CodeWhisperer has a built-in tool for security scanning. It can scan across various programming languages, including Java, Python, JavaScript, and others. Under the hood, CodeWhisperer’s code scanning uses the power of AWS CodeGuru Detector Library.
General security best practices for adopting CodeWhisperer
Make sure your developers know the limitations of AI
When working with AI tools, always remember that you are responsible for the outcomes. The LLM is merely a tool to aid developers in their work; it is not an autonomous robot replacing them completely.
Suggestions coming from any AI tool, including CodeWhisperer, can look like good contributions at first glance. But they may be far from meeting good code quality standards.

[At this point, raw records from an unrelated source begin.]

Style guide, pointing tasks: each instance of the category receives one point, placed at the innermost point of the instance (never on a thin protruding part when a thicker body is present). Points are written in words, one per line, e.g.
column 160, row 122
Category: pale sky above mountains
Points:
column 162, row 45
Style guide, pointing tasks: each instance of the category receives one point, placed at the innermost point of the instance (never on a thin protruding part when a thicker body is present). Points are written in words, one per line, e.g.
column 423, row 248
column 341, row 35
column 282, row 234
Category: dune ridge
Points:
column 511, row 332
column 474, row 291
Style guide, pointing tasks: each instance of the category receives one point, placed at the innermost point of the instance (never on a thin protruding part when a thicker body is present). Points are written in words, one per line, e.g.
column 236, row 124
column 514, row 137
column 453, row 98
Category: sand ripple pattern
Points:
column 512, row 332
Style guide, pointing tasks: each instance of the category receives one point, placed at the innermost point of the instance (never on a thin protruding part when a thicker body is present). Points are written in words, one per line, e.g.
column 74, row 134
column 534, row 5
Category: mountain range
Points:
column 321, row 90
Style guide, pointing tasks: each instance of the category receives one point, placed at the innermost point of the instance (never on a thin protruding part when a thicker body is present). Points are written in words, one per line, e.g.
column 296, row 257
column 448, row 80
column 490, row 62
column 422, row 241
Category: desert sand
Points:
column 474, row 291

- There could be subtle bugs or security vulnerabilities.
- The tool may implement something different than you (the developer) intended.
- The tool may fail to incorporate design requirements (because they may not have been available to the AI).
Therefore, it is absolutely crucial that you train every developer on the weaknesses of AI. This includes biases in the training data that lead to skewed responses, “hallucinations” where the AI confidently produces suggestions that are not functional, and possible intellectual property (IP) conflicts when you use the AI output directly.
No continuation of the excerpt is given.